The emergence of contactless card payments on the high-street in 2013 offers an introduction to the behaviour at significant scale and a segue into an era when the mobile phone will surely replace the contactless enabled card as the only object someone needs to complete these ‘transactions’. Sadly (if you like new stuff), despite being technically possible, huge political and regulatory stumbling blocks are very much in the way of a world when the right smartphone is all you need to do everything contactless. In the meantime, brands in 2014 are likely to continue to dabble with NFC technology despite limited, albeit growing, awareness of what it is and how it works. I think the growth of contactless card payments offers much encouragement though, bringing a very similar behaviour to the masses, as well as the chance of lessons to be learned for brands looking to venture into the contactless world.

The first of these is that the technology absolutely has to work seamlessly and probably first time. I think there’s a mighty fine line between a new piece of kit being surprising, amazing, a great invention, or being a useless piece of junk that doesn’t solve something that was fine anyway; that fine line is first and foremost whether it works or not. No excuses, no second chances.

The second thing is that it must be useful. Now this is where some advertisers venturing into the world of contactless so far aren’t quite getting it. Replacing the need to enter my card, PIN, and wait for it to process with a simple, elegant, barely-touching swipe of the card is useful. This is because it’s making something necessary and functional quicker and easier for me, even if in reality it’s only one minute quicker. If you’re asking me to swipe my phone against an ad on a bus stop in return for some content – some content I could just find on the web if I were really that bothered, and I’m probably not – then the ‘value-exchange’ just isn’t there. The technology is just the enabler; it isn’t fun or interesting in its own right. The contactless transaction in M&S is useful, even fun, because of the output – a satisfyingly speedy transaction. So many times with new technology, brands seem to spend 90% of their time and effort thinking about the kit, how it will work and fit into an ideal ‘user journey’ that no real person would actually go on, while only 10% is spent thinking about what the output is for the person who engages. “Oh, how about they touch to download our TV ad?” Or a 10% discount that everyone knows you can just find on Money Saving Expert. Or worse still, a screensaver or ringtone. Yes, this still happens in 2013.

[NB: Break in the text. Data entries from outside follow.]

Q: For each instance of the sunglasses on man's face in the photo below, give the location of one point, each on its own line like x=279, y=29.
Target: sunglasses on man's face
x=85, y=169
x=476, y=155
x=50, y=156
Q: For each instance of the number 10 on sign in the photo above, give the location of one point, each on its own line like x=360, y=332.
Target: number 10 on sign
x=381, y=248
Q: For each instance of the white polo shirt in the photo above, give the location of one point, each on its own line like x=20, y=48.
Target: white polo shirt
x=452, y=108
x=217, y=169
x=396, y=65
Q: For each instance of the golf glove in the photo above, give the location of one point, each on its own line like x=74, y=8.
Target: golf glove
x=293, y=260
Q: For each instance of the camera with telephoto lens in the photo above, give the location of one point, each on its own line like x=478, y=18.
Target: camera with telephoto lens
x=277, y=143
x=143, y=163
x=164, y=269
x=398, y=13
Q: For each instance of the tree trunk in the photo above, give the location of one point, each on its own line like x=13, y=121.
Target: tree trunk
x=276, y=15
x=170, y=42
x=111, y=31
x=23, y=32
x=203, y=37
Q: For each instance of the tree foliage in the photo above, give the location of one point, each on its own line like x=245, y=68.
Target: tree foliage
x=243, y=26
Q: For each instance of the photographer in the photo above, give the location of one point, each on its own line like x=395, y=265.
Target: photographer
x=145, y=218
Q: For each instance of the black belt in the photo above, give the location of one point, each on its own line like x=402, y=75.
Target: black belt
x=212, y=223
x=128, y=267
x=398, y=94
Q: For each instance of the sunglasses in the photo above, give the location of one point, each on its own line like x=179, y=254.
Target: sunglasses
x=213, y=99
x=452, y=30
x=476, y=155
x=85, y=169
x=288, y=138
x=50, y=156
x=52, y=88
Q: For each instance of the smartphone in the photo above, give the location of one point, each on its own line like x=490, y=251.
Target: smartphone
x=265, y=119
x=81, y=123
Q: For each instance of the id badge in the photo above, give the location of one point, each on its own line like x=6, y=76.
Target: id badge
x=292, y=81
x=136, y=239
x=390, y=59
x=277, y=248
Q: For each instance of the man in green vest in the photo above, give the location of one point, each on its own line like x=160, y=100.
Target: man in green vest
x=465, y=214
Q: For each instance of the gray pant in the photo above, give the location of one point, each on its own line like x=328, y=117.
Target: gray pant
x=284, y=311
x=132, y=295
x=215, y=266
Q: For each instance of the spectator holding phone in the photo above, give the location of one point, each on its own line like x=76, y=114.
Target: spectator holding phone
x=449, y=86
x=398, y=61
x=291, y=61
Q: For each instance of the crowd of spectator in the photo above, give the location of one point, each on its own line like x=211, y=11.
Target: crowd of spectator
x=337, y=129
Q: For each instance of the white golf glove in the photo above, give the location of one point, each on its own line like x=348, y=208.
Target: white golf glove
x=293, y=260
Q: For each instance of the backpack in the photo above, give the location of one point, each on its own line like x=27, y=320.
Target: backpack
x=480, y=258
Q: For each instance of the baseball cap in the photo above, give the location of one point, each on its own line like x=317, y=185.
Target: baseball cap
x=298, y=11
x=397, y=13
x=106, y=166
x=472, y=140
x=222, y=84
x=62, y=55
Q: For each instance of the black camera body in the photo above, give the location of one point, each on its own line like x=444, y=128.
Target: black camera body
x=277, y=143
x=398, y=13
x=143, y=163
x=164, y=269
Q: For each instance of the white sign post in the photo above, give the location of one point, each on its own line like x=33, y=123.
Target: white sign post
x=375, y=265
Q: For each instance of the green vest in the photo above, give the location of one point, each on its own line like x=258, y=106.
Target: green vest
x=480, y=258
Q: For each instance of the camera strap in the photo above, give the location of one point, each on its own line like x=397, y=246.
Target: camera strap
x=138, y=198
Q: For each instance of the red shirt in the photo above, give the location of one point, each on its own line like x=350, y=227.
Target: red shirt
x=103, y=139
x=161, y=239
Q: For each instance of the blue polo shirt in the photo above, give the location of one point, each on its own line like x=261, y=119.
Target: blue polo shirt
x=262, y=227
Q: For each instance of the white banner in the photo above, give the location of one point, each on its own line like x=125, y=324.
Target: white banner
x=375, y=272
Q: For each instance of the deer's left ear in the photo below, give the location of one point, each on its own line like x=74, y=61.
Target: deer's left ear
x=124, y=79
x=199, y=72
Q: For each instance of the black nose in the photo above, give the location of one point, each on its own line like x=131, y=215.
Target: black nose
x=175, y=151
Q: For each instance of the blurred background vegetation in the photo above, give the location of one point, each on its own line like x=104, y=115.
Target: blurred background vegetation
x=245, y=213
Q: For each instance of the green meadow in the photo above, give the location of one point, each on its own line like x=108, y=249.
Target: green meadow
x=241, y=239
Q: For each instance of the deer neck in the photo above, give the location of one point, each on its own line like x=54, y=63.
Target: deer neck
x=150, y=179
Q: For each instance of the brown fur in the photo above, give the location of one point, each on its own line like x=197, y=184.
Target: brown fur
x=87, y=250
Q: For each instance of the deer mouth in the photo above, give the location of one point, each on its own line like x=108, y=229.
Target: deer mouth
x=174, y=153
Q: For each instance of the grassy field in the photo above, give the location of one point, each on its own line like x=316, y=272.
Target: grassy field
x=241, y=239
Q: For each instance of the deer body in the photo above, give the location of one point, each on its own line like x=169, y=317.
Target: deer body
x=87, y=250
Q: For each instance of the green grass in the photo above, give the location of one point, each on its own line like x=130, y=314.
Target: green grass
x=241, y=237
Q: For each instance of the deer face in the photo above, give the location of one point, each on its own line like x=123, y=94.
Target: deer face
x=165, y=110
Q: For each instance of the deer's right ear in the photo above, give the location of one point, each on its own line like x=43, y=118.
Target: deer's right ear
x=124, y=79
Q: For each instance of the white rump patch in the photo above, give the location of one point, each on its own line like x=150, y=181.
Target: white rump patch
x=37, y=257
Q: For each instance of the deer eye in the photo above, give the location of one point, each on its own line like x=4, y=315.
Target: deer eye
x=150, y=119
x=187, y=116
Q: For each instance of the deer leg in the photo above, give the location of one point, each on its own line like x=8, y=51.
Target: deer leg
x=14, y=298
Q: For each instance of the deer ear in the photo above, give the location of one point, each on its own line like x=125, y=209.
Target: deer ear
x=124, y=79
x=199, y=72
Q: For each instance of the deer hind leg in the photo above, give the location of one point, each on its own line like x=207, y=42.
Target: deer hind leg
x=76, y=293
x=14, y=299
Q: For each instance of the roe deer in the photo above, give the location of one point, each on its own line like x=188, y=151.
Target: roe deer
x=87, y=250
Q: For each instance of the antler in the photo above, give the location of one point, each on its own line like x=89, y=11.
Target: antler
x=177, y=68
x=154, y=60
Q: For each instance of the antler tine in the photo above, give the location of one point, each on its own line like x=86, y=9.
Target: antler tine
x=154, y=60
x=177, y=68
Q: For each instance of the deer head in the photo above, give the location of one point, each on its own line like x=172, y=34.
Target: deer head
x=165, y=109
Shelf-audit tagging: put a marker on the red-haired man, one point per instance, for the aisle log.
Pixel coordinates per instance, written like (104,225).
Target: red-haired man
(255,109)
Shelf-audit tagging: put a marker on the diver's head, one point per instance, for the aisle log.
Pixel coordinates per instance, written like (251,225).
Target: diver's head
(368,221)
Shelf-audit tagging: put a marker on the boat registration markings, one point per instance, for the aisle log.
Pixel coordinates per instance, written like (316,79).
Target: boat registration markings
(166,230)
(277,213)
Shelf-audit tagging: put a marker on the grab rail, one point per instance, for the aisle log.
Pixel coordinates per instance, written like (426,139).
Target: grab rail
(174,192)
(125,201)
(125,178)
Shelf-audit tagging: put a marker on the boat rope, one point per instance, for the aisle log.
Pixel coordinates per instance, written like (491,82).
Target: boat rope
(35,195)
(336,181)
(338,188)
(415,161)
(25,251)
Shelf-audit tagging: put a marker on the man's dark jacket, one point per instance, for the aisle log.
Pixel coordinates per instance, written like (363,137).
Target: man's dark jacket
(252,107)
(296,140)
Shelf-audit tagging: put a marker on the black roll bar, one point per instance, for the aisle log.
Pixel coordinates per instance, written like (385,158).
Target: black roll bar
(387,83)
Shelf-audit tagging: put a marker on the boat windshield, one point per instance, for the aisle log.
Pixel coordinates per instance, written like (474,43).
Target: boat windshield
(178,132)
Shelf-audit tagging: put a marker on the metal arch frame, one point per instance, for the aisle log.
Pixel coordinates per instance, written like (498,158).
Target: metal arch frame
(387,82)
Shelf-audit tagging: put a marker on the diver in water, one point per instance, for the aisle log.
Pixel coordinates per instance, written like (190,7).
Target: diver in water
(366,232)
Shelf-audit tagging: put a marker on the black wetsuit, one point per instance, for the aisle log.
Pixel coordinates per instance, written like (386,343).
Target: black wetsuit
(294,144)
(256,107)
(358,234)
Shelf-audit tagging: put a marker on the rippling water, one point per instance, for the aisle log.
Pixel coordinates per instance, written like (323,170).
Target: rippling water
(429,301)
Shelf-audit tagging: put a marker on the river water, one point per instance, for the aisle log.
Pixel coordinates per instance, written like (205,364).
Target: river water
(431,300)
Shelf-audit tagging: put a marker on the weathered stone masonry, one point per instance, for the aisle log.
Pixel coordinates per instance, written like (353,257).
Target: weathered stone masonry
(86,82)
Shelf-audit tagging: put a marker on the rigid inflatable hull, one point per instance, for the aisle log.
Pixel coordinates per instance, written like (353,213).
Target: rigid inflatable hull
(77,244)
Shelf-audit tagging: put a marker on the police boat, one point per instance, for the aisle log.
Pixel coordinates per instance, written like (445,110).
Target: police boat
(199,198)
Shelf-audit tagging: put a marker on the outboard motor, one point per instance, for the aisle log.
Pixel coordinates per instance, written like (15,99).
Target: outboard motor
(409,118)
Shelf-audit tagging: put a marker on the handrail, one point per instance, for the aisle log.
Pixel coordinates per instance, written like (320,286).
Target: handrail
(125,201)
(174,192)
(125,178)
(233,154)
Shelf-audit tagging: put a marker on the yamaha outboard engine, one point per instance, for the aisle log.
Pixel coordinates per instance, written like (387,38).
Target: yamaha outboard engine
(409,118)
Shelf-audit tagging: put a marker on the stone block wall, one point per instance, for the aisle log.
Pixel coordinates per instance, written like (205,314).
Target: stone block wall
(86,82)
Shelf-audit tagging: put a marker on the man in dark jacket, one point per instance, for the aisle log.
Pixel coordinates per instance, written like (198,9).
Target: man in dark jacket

When advertisers get their heads around this value-exchange then the opportunity does really open up. One-off discounts that you genuinely can’t get any other way, exclusive products, or tickets to a gig the brand is sponsoring, are just a few examples of the kind of things that might genuinely pique the interest the person waiting for their bus. It’s a really big ask for somebody to tap their phone on your bus stop ad, for example. They have a million and one other fun things they can be doing on their mobile phone whilst waiting for their bus and touching a poster is a little bit embarrassing, no?

The good news, and final thing I think brands can learn from retailers using contactless, is that if the reward is great enough, overblown fears about security seem to disappear. If a user had the time and inclination to really ponder how it all worked and if it was safe they might get nervous, but they won’t. They’ll try it and if it works and appears slick, they’ll trust it, or at least any security fears will be surpassed by just how damn cool and quick it is. As with most technology, people don’t generally worry too much about how the thing works once they’ve used it and had a great experience. I really hope 2014 is the year when brands start to provide these experiences and tap in (pun intended) to the growing potential of contactless.